The Wake is not just the finale to the seventh season of Bernice Summerfield at Big Finish, it also caps off the past two years of the series, pulling together a story arc that’s been bubbling under since Professor Bernice Summerfield and the Crystal of Cantus, which had roots even further back. Collected Works, The Empire State, this whole season: it all comes together here, the climax of the series under Simon Guerrier’s producership — it’s not unlike the handover from Russell T Davies to Steven Moffat that would happen a couple years after this on Doctor Who, as it ties up a lot of threads and sets us up for a whole new series of exciting adventures.

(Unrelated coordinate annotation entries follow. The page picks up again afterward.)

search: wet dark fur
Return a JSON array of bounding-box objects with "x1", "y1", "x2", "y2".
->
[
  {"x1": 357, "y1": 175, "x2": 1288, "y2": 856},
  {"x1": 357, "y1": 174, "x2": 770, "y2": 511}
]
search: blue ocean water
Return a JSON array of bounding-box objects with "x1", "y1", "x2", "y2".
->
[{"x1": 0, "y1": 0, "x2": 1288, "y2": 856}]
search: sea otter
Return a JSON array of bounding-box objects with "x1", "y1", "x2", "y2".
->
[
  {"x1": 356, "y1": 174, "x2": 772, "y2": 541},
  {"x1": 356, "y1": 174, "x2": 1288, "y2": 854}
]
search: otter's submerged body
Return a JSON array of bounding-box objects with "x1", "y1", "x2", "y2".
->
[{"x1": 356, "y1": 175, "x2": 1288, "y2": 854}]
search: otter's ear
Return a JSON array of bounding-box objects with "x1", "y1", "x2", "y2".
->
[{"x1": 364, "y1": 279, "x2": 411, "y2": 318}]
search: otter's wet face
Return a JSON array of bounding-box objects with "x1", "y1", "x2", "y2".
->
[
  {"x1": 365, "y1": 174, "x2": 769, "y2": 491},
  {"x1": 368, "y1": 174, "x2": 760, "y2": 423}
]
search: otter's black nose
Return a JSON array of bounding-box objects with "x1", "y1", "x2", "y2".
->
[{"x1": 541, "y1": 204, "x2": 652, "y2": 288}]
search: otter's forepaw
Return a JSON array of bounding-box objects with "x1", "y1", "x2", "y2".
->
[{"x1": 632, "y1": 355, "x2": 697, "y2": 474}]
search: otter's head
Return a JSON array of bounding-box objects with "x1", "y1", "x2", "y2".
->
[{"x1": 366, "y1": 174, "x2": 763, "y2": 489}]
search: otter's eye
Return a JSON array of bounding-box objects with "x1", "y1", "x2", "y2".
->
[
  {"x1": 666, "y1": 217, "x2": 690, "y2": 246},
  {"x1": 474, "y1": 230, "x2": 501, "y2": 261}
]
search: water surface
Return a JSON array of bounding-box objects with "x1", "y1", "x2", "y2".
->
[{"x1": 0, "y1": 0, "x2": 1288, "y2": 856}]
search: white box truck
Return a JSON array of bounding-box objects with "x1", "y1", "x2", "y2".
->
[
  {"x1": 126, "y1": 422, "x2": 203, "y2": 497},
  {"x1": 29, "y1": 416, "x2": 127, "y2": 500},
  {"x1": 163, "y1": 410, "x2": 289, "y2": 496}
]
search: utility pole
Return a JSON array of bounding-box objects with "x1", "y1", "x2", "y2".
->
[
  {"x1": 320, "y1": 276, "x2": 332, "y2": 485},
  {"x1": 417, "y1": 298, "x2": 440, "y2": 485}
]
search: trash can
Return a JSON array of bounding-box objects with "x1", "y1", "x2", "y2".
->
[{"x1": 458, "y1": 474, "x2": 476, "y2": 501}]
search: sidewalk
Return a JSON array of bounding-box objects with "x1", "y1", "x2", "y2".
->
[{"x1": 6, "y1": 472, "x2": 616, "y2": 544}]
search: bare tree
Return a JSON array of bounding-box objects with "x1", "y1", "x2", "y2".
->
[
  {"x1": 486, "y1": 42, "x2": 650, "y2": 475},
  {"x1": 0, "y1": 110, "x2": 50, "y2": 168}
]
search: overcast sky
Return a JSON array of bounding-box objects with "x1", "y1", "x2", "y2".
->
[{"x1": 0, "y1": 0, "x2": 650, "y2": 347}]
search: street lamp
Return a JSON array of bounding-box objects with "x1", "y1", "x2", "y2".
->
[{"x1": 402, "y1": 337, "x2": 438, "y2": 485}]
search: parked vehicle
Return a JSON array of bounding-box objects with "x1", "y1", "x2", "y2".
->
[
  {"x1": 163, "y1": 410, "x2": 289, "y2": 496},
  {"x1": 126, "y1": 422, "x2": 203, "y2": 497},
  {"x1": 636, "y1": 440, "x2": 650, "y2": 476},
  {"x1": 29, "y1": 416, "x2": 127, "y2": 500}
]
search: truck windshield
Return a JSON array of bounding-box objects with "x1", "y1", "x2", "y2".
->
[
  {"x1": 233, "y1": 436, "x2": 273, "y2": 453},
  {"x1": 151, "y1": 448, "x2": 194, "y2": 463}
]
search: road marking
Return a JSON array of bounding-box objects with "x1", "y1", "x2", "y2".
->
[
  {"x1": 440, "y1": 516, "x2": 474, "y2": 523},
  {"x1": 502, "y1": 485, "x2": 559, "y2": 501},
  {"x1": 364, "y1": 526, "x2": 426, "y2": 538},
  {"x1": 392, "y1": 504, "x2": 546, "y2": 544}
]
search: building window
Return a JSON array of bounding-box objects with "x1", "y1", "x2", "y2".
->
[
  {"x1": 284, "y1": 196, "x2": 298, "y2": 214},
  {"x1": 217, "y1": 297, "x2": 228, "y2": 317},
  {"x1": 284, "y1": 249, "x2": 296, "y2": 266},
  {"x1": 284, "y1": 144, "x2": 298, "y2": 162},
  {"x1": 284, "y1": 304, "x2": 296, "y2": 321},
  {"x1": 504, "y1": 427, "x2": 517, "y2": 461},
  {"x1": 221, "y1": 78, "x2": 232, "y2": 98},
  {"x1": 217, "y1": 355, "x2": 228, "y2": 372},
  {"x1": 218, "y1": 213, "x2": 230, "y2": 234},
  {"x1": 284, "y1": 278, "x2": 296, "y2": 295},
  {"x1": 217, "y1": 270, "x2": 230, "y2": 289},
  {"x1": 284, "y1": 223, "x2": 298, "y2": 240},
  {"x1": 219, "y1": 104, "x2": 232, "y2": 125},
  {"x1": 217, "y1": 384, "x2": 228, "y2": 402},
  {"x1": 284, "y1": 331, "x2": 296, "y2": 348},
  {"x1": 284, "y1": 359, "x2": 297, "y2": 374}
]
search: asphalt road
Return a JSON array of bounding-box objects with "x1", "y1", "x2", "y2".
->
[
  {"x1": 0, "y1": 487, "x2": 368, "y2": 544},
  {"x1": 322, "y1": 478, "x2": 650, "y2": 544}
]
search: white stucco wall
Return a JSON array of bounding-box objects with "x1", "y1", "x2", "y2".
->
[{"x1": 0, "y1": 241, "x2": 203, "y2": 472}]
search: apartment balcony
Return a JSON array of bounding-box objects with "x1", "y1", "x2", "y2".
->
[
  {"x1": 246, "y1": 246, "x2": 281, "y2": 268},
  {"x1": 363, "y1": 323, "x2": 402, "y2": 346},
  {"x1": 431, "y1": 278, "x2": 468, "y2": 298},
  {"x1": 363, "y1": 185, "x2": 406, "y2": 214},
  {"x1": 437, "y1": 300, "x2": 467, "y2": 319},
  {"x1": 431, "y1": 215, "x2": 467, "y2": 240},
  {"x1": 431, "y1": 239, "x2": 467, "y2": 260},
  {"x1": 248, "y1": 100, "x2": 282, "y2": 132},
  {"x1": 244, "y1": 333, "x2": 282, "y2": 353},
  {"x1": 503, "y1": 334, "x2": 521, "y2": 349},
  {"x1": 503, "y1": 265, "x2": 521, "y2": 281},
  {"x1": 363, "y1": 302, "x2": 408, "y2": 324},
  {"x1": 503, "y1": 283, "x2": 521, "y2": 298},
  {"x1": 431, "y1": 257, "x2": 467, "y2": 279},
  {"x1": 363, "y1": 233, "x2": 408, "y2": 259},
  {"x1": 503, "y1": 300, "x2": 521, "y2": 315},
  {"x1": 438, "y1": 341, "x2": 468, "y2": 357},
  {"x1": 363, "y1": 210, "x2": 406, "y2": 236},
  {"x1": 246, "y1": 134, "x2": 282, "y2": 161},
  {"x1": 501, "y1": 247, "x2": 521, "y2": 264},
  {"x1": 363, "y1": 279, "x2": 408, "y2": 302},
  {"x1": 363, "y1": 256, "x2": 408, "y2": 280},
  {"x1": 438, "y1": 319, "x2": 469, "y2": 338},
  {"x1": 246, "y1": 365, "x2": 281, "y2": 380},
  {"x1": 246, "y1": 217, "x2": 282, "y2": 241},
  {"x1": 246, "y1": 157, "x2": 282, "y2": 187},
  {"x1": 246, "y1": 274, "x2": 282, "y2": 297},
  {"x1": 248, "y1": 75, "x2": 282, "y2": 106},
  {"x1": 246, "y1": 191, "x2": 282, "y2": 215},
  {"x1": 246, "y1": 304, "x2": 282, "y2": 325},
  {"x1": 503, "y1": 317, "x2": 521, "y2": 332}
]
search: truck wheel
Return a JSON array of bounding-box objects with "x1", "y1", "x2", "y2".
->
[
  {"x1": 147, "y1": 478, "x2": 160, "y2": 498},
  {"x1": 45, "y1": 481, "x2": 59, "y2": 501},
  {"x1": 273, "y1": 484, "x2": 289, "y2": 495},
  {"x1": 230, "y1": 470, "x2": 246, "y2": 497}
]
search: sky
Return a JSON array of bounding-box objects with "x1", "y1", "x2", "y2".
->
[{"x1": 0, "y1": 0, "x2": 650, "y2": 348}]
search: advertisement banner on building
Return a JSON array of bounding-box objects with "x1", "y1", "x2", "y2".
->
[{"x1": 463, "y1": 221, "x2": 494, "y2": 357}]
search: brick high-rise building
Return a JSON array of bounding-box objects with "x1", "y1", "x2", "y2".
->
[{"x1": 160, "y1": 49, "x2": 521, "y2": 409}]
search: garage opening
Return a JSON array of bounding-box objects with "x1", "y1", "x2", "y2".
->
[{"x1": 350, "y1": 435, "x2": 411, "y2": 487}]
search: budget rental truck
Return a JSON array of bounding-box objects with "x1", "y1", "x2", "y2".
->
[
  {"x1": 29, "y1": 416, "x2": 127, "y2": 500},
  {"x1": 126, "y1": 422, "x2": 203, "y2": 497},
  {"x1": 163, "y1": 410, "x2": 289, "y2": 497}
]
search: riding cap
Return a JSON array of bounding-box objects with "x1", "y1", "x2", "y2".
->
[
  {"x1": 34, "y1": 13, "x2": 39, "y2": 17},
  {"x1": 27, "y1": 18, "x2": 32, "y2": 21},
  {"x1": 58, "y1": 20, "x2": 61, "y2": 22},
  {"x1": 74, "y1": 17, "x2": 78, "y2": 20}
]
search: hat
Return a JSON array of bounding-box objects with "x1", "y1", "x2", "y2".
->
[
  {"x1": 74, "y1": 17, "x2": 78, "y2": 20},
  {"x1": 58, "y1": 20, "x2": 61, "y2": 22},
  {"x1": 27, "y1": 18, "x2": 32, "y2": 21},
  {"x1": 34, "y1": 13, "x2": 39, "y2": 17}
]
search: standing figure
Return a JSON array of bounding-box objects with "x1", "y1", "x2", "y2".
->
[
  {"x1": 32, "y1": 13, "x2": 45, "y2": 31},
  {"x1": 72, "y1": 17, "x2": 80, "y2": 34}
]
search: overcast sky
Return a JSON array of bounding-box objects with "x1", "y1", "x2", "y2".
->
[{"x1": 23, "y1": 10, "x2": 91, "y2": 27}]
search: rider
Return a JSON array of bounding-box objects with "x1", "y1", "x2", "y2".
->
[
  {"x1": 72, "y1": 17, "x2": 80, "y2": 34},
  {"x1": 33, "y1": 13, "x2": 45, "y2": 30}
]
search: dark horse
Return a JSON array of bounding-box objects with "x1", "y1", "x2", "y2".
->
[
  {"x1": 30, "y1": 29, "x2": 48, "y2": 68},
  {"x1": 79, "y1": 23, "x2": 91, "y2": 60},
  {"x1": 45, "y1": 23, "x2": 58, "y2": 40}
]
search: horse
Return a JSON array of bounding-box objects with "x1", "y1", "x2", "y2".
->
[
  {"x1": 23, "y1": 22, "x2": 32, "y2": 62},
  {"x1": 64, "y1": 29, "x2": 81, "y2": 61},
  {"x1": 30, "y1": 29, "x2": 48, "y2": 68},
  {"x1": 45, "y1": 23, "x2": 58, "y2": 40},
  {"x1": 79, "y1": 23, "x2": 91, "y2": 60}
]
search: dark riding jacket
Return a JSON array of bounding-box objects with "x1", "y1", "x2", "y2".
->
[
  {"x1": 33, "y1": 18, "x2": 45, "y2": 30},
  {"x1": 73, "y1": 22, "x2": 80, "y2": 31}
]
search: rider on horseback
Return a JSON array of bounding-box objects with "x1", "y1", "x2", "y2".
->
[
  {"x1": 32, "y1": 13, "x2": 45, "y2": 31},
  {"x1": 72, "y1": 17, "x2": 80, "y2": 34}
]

Simon Guerrier shows why he’s one of the best writers Benny has ever had

Guerrier writes the story himself, and as always, shows why he’s one of the best writers the character has ever had — in his hands, Benny is a person with a long, difficult past, and he draws on that to excellent effect here, starting with a series of flashbacks showing the relationship between Bernice and Braxiatel. (We hear newly performed clips from Theatre of War, Happy Endings, and Tears of the Oracle, among others.) This is a contemplative story: Benny tries to navigate life on the Collection in the wake of what happened to Jason and Peter in The End of the World, while Braxiatel consolidates the power over his Collection that was lost to him after The Crystal of Cantus.

As always for this series, the performances from the regulars are strong. With the exception of a brief appearance by Rex Duis as Bodie, a Killoran construction worker/student of Bernice’s, this is the last of many stories this season to focus entirely on the regulars: Lisa Bowerman as Bernice, Thomas Grant as Peter Summerfield, Harry Myers as Adrian Wall (and Hass), Steven Wickham as Joseph (and Doggles), Miles Richardson as Irving Braxiatel, and even a couple surprise appearances. There’s little new that can be said, but the power of The Wake is a real testament to the abilities of this group, and to the long histories that their characters have built up over eight years of stories.

It’s a quiet story, but it’s an important one. It’s a sad story, but like any good Bernice adventure it’s got jokes in. Matthew Cochrane’s sound design impresses, especially the musical score he turns in with assistance from David Darlington. The Bernice Summerfield adventures have never been as good as they are in their eighth season, and this continues their string of unqualified successes. I look forward to hearing where new producer Eddie Robson takes things next…

The Wake (by Simon Guerrier; starring Lisa Bowerman) was released by Big Finish Productions in December 2007.